Why We Play with Fire is a thrilling journey of self-discovery and magical intrigue. Thea finds herself transported to a house for the children of gods where she must retrieve lost keys while navigating secrets, rival schools, and her own doubts, all before the shadow creatures catch up to her.
Interviewed by Isabel Jones
Isabel Jones (IJ): There’s a lot going on in Why We Play with Fire! Tell us about your interest in the many cultural mythologies that permeate your book and why you chose to set your story in this milieu.
Giselle Vriesen (GV): Because I’m mixed race—Black, Chinese, and white—growing up I never found a book that encompassed my mixed identity until I wrote WWPWF. The inspiration for WWPWF was for it to be a reflection of my ancestral roots, and my main character is the same mix as my mother, who until I wrote it had never seen a character with the same background as her.
(IJ): You grew up as your heroine Thea does, somewhat remotely on Vancouver Island. How much does Thea’s journey reflect your own—magic artifacts and world jumping aside?
(GV): I rooted the beginning of the book in a very close representation to my experiences out here, though I wouldn’t call it autobiographical by any means. I changed the descriptions of certain landmarks to set the story adjacent to life but not an exact copy. I really wanted it to have the texture of reality so that when we went into fantasy it was satisfying.

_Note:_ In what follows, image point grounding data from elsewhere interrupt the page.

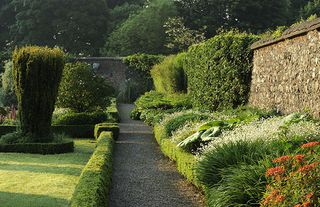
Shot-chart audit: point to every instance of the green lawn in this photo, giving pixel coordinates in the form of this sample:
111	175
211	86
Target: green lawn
28	180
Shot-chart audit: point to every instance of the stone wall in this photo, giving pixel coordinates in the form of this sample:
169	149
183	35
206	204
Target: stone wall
286	72
113	69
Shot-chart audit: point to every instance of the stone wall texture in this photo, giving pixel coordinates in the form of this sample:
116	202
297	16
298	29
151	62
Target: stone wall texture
112	69
286	74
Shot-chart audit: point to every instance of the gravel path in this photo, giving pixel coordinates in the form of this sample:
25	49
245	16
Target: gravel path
142	176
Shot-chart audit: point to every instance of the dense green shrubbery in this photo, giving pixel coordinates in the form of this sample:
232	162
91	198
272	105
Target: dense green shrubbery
8	96
94	184
138	75
153	103
73	118
180	120
37	73
169	76
82	90
219	70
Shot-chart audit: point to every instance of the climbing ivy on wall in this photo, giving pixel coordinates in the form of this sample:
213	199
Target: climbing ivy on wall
219	70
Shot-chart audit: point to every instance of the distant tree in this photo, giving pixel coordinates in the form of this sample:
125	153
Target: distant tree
121	13
246	15
180	37
82	90
77	26
312	8
114	3
142	32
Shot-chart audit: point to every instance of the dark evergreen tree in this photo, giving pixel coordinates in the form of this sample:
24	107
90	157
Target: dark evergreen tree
37	73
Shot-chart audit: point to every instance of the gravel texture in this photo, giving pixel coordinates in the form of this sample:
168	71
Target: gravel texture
142	176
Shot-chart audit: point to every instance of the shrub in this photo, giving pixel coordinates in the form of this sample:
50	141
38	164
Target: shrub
82	90
138	75
211	165
219	70
16	142
241	185
99	128
177	122
95	180
168	76
73	118
37	73
294	181
8	96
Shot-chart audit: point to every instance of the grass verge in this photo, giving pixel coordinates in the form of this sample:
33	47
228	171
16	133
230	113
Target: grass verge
93	187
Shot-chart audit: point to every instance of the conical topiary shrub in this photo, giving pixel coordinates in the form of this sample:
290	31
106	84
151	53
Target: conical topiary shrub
37	73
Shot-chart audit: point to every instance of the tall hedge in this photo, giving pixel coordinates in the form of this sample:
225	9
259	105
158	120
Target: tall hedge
169	76
37	73
219	70
138	75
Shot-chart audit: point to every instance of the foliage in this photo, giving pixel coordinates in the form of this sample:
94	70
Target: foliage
171	125
8	96
84	118
142	32
50	178
77	26
245	15
138	75
169	76
112	127
153	101
37	73
121	13
82	90
210	166
95	180
185	161
241	185
294	181
311	8
219	70
180	37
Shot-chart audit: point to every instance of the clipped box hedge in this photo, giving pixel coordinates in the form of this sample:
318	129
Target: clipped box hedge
39	148
219	70
185	161
95	180
114	128
74	131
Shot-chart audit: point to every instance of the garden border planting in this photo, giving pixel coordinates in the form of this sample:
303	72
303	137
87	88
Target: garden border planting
94	184
185	161
74	131
39	148
99	128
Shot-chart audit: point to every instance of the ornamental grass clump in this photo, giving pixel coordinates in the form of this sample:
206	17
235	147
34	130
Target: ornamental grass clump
37	73
294	181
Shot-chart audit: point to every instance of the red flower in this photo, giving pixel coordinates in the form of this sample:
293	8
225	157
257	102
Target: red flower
282	159
308	168
309	196
275	171
280	198
299	158
306	204
310	144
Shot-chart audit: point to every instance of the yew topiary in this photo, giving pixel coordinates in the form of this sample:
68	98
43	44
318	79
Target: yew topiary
37	73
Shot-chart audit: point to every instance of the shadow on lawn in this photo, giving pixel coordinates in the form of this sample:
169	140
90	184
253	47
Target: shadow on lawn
41	169
28	200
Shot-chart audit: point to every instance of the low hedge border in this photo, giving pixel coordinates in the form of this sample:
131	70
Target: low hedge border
114	128
74	131
185	161
39	148
95	180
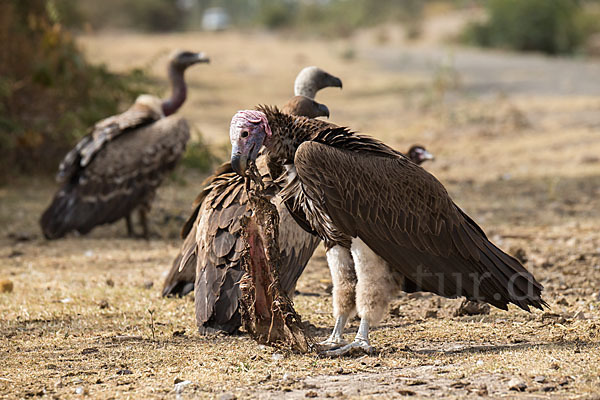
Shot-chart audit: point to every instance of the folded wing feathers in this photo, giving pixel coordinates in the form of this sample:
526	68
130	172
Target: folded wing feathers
414	224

My reflection of the culture is quite accurate to the experience a lot of black people are having on the island presently, distilled, though again—not autobiographical.
(IJ): I’m always curious about the level of planning it must take to create fantasy worlds. In Why We Play with Fire there are several different worlds, each with complex cultural detail. How did you map out each of those and imbue them with their distinct personalities?

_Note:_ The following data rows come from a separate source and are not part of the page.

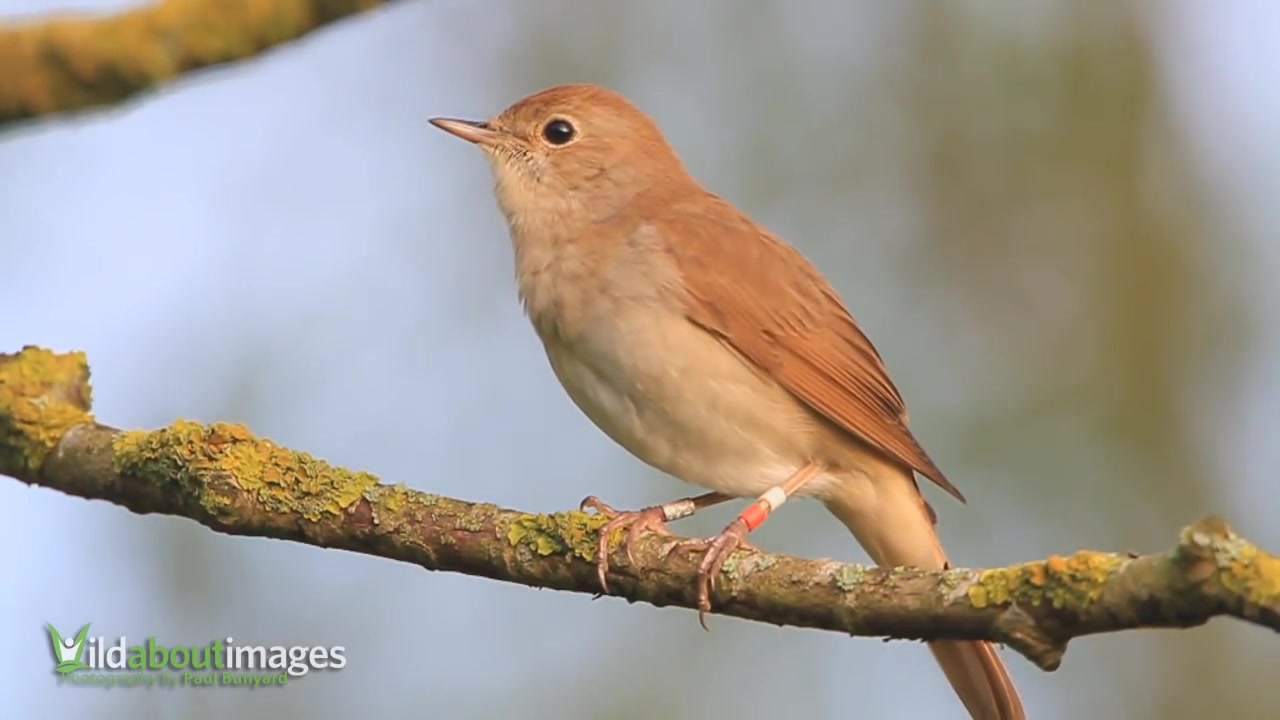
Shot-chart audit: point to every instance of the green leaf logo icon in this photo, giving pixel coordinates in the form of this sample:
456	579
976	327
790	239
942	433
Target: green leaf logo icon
67	652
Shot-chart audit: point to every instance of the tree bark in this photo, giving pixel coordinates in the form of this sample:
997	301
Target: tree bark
233	482
73	63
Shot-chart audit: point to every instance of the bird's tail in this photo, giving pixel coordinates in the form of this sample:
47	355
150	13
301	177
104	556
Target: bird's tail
890	519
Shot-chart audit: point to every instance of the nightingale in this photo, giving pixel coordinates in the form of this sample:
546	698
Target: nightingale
708	347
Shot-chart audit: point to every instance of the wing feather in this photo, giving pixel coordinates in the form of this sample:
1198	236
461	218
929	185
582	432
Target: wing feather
792	326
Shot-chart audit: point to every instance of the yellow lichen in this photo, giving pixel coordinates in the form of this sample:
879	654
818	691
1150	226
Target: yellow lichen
204	459
1255	575
74	62
572	532
1061	582
42	395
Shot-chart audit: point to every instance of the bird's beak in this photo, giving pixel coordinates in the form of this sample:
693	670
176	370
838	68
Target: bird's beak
471	131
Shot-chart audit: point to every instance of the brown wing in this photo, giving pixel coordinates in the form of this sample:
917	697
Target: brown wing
767	301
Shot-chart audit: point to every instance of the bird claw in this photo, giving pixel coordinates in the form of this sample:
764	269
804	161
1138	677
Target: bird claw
635	522
717	551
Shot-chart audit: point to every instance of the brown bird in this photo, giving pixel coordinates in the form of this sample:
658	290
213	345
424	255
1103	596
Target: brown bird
708	347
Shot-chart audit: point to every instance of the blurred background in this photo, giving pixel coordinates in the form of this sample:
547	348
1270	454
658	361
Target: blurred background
1055	219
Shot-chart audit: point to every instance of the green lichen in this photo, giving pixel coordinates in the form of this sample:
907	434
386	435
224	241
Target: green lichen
574	532
1060	582
849	577
394	500
215	463
740	564
42	395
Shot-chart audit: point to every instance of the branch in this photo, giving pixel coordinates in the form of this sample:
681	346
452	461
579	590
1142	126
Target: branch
233	482
73	63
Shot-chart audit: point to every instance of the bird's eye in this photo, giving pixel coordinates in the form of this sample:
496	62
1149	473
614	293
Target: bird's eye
558	132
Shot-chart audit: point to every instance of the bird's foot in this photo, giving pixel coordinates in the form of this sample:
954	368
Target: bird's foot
717	551
635	522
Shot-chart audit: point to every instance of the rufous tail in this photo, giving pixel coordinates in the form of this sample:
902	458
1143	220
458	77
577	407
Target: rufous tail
890	519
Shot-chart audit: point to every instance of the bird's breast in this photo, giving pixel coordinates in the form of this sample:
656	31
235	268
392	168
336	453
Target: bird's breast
679	400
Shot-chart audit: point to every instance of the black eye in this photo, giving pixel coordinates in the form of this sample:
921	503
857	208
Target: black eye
558	132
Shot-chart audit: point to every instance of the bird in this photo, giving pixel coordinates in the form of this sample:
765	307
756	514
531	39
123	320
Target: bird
708	347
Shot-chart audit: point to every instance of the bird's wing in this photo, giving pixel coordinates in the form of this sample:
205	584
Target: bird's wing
762	297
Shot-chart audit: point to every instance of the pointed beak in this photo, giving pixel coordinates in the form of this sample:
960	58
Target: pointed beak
471	131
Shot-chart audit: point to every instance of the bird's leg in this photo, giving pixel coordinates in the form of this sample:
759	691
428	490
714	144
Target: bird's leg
732	537
636	522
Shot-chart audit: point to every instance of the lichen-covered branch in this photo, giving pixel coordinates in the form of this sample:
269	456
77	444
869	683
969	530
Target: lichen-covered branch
233	482
71	63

(GV): Before going into this project, I was totally unconnected to my cultural roots and the mythologies of my ancestors. I still have so much to learn.
I wanted this book to hold the wonder of the mythologies that, because of colonialism, I was cut off from. The interesting thing about myth is that while it’s as ancient as language it’s at its core culturally informed fiction. Mythologies are the stories that a culture held itself together with. So, when I wrote WWPWF I took it as an opportunity to continue the legacy of myth making by breathing in the lessons and excitements that stirred my life at the time, knit together with my multicultural experience—because that’s what myth is for—passing on wisdom, filling in with our own interpretation.

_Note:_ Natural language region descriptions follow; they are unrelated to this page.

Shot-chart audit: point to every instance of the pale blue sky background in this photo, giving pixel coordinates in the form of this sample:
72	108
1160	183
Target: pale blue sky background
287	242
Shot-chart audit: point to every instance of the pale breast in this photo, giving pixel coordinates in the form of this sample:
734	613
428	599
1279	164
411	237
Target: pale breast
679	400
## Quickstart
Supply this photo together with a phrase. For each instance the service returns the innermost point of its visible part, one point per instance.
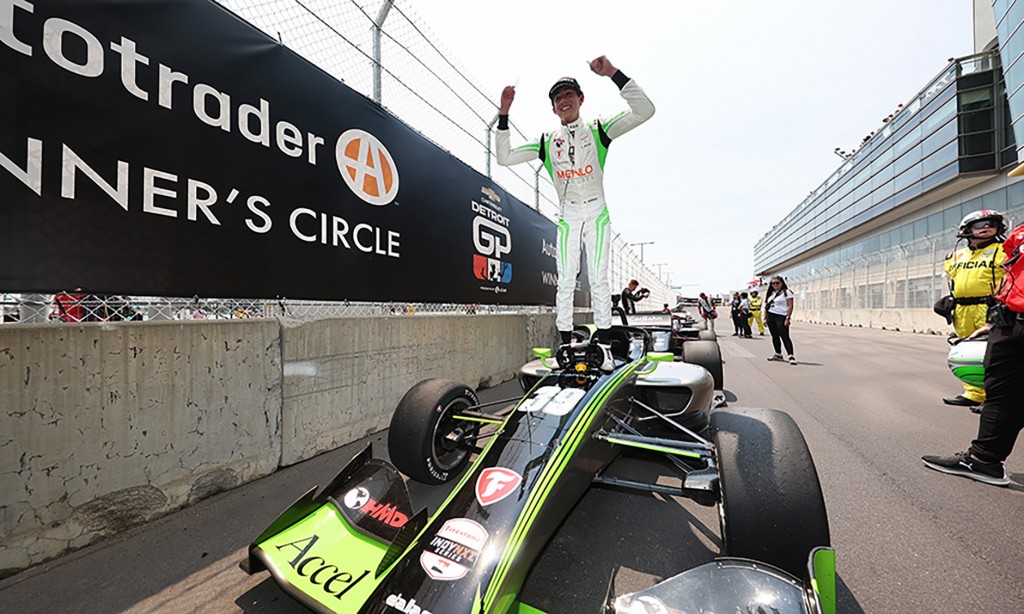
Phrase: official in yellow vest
(756, 311)
(974, 275)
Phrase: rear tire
(423, 437)
(708, 355)
(772, 509)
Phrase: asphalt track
(907, 539)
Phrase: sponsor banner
(170, 148)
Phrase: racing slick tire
(707, 335)
(771, 507)
(707, 354)
(423, 440)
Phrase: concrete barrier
(107, 426)
(913, 320)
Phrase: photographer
(631, 295)
(1001, 413)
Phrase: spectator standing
(734, 314)
(744, 316)
(778, 311)
(975, 272)
(1001, 413)
(756, 303)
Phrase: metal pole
(537, 188)
(491, 126)
(378, 23)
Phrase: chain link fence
(908, 275)
(383, 50)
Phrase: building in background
(866, 247)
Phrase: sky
(752, 99)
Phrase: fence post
(378, 23)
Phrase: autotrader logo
(367, 167)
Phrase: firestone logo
(367, 167)
(496, 483)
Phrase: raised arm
(641, 108)
(504, 152)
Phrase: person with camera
(974, 274)
(706, 308)
(1003, 412)
(631, 294)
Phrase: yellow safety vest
(976, 272)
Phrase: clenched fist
(508, 94)
(602, 67)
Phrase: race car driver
(975, 272)
(573, 156)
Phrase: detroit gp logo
(492, 238)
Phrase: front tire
(772, 509)
(707, 354)
(424, 442)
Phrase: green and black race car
(358, 545)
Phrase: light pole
(646, 243)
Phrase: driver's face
(566, 104)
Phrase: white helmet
(966, 359)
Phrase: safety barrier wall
(913, 320)
(107, 426)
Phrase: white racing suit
(574, 158)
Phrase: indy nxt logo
(492, 239)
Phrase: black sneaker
(960, 400)
(963, 464)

So, I lead from that space of cultural reclamation and expanded both classic interpretations of the worlds I expressed and my own take too in as integrated a way as I could, over many editing phases and stages.
(IJ): As a former school librarian, I believe that literature can broaden readers’ understanding of the world, provide perspective on others’ points of view, and can help develop insights into the human condition. What are the big messages or ideas you hope readers will take from your story?
(GV): All parts of you belong and matter. Listen to your intuition.
(IJ): I was fascinated to learn that you come from four generations of intuitive tarot readers. How does this lineage of wisdom and insight manifest in your writing—the content and the process?
(GV): I come from a lineage of readers, though I’m the first in a long while to use tarot as my medium. That connection manifests in my writing process by helping me intuitively move through the creative blocks that come up for me around writing as a black woman; blocks around belonging, being seen, being honest, and more. It manifests in the content by helping me feel my way through the details and planning of the book, getting into my character’s headspace, and connecting plot points/filling in holes during editing.
I also write magical stories, which is definitely thematically informed by my magical upbringing.